In the 1890s, Burton spent five years developing a crystal mine in Calaveras County, California. He also operated the Green Mountain Hydraulic Mine, a gold mine in California, and silver mines in Colorado and Mexico.

Following 1904, Burton developed tin and gold mines in Alaska's Seward Peninsula and consolidated the existing tin mining companies.

== Other interests ==
In 1873, Burton was elected town clerk in Lake Geneva.

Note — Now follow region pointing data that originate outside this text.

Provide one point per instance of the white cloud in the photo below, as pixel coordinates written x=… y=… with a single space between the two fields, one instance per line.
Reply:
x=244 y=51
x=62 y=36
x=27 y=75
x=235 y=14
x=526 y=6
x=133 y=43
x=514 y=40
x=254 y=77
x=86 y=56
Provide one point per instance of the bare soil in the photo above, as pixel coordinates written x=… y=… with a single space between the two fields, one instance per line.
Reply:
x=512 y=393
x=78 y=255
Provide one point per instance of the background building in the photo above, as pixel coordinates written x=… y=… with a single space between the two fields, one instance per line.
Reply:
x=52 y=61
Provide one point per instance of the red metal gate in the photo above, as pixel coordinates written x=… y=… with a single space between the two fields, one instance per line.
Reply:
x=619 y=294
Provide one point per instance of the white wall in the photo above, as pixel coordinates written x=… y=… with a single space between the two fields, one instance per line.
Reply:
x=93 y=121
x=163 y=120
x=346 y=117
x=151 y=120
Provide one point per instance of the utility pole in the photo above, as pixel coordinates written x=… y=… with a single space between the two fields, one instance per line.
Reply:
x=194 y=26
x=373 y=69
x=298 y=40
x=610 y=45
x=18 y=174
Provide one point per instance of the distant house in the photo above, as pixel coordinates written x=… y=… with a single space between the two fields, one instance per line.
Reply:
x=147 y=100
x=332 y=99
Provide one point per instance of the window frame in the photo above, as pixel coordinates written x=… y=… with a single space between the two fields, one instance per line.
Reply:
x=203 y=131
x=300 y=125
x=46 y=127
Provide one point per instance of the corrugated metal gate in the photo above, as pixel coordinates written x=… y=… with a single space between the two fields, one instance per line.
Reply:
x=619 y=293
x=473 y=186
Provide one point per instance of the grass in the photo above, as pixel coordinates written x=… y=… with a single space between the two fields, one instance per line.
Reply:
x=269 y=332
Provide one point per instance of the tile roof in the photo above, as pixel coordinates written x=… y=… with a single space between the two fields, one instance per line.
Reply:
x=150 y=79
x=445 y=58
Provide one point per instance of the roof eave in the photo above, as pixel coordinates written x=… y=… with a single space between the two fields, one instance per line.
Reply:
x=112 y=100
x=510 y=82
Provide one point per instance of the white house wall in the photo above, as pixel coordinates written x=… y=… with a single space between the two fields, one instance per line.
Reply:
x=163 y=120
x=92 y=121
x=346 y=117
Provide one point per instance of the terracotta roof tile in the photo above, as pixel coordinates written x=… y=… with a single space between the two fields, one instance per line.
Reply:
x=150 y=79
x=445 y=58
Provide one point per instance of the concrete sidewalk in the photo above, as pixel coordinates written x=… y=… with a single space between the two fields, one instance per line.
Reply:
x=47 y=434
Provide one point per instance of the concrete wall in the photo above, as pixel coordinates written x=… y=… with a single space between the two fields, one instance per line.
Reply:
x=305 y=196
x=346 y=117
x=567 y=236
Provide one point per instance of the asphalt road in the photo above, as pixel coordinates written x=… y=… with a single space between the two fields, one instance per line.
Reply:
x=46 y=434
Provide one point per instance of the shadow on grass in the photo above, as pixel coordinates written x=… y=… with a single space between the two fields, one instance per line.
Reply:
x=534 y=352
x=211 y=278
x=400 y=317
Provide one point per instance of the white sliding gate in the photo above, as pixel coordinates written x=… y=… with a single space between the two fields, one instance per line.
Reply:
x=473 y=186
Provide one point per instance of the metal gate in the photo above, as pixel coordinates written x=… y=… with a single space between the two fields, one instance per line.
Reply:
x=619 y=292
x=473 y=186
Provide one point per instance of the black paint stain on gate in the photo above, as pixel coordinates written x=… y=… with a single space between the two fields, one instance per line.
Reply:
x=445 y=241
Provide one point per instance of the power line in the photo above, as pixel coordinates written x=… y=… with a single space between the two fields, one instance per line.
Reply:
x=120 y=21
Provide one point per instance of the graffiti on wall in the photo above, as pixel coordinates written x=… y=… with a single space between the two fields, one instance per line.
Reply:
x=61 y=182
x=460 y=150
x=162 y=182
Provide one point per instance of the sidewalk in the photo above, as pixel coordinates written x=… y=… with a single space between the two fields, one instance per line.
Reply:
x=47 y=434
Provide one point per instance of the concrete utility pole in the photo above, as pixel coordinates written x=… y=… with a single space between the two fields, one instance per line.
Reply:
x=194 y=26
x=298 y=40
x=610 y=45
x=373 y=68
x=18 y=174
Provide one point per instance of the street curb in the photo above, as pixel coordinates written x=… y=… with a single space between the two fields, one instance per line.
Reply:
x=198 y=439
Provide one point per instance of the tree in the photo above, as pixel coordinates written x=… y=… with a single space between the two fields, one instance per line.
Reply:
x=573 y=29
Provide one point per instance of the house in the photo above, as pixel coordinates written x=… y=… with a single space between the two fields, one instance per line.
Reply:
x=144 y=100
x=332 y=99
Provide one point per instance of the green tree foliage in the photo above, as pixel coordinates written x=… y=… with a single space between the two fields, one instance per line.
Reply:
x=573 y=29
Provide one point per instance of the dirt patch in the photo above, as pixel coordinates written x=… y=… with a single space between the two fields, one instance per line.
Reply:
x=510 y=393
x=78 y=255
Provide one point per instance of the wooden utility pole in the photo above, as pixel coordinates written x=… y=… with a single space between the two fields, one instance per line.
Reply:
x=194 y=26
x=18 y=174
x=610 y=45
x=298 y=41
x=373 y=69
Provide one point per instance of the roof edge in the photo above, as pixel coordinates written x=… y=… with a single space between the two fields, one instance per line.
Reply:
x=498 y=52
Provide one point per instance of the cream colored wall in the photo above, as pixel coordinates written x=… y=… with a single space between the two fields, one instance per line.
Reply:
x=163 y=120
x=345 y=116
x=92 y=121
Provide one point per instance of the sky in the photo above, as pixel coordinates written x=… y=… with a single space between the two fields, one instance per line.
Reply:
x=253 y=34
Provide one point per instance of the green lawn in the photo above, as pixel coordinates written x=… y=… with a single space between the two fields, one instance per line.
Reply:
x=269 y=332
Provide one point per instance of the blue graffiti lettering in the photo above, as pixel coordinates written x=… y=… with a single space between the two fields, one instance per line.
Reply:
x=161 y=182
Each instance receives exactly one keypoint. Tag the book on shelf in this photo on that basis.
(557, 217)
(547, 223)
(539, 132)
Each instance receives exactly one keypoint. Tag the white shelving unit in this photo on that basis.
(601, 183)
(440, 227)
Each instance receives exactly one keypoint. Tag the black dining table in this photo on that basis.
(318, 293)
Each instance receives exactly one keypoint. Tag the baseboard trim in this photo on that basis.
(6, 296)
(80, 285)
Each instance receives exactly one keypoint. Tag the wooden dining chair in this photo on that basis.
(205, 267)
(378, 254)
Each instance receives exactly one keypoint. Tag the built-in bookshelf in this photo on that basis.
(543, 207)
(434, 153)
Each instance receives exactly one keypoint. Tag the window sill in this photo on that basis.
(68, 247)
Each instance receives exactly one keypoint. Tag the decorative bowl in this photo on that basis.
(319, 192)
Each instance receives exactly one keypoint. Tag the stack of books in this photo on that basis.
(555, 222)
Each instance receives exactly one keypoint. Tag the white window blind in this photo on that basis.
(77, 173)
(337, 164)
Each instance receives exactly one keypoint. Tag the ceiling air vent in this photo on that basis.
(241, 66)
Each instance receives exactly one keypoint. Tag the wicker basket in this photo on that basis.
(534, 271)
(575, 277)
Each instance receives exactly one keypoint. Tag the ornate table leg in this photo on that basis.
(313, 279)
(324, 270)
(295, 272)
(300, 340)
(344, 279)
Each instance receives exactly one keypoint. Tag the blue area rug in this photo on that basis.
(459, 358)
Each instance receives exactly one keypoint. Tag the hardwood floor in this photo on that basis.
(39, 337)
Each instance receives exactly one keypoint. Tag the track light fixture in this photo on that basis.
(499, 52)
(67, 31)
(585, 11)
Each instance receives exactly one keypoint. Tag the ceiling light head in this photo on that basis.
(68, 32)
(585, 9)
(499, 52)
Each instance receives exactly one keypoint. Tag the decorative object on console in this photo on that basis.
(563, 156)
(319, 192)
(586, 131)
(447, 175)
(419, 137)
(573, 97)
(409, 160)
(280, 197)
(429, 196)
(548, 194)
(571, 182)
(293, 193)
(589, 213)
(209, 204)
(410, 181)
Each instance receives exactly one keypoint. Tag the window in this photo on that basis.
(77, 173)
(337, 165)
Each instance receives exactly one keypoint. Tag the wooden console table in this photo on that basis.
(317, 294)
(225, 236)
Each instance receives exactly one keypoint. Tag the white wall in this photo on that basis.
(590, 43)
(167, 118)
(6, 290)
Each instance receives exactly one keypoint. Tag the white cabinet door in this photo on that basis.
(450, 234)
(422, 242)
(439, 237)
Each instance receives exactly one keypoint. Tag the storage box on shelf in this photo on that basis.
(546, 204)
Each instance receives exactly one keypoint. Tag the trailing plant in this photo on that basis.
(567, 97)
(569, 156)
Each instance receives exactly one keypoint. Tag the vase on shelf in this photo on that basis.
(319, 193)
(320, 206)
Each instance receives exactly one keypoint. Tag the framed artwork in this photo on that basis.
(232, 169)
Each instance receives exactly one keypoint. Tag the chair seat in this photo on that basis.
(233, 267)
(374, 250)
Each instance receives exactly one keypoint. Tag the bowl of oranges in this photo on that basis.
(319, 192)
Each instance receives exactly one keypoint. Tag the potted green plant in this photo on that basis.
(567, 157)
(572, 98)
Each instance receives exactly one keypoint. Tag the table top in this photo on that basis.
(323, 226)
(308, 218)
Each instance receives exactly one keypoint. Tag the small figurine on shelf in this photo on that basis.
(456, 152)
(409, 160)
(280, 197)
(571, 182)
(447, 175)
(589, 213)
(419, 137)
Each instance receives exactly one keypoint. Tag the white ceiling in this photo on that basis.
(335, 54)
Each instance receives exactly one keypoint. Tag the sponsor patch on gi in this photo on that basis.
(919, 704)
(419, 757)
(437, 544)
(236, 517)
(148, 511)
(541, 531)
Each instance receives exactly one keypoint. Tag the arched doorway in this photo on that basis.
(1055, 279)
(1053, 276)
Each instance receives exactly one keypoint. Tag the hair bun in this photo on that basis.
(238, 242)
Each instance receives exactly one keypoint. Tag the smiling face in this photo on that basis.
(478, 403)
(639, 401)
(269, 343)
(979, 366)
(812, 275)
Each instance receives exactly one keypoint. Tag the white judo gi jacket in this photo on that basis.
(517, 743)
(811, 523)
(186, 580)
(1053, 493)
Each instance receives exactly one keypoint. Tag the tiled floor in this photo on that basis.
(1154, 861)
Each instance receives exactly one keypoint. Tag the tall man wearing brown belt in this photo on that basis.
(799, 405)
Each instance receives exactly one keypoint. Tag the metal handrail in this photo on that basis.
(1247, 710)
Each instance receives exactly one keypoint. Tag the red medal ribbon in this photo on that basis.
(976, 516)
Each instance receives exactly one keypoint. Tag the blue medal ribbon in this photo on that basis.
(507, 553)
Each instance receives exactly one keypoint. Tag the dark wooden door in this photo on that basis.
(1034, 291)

Burton was an avid collector. He assembled one of the most comprehensive coin collections in the United States and was a member of the American Numismatic Association. He also assembled a private library of 26,000 volumes, including 3,000 volumes on Abraham Lincoln, which in 1915 formed the largest Lincolniana collection in the world. Burton's collection included a signed copy of the Emancipation Proclamation. In November 1915, Burton sold his collections through Anderson Galleries in New York.

Burton was a Royal Arch Mason and vice president of the Wisconsin Historical Society.

== Personal life ==
Burton married Lucretia Delphine Johnson of Killawag, New York at Lapeer, New York, on December 7, 1869. They had four children. The Burton family lived in Lake Geneva, Wisconsin.

Burton died in Madison, Wisconsin, on August 13, 1930.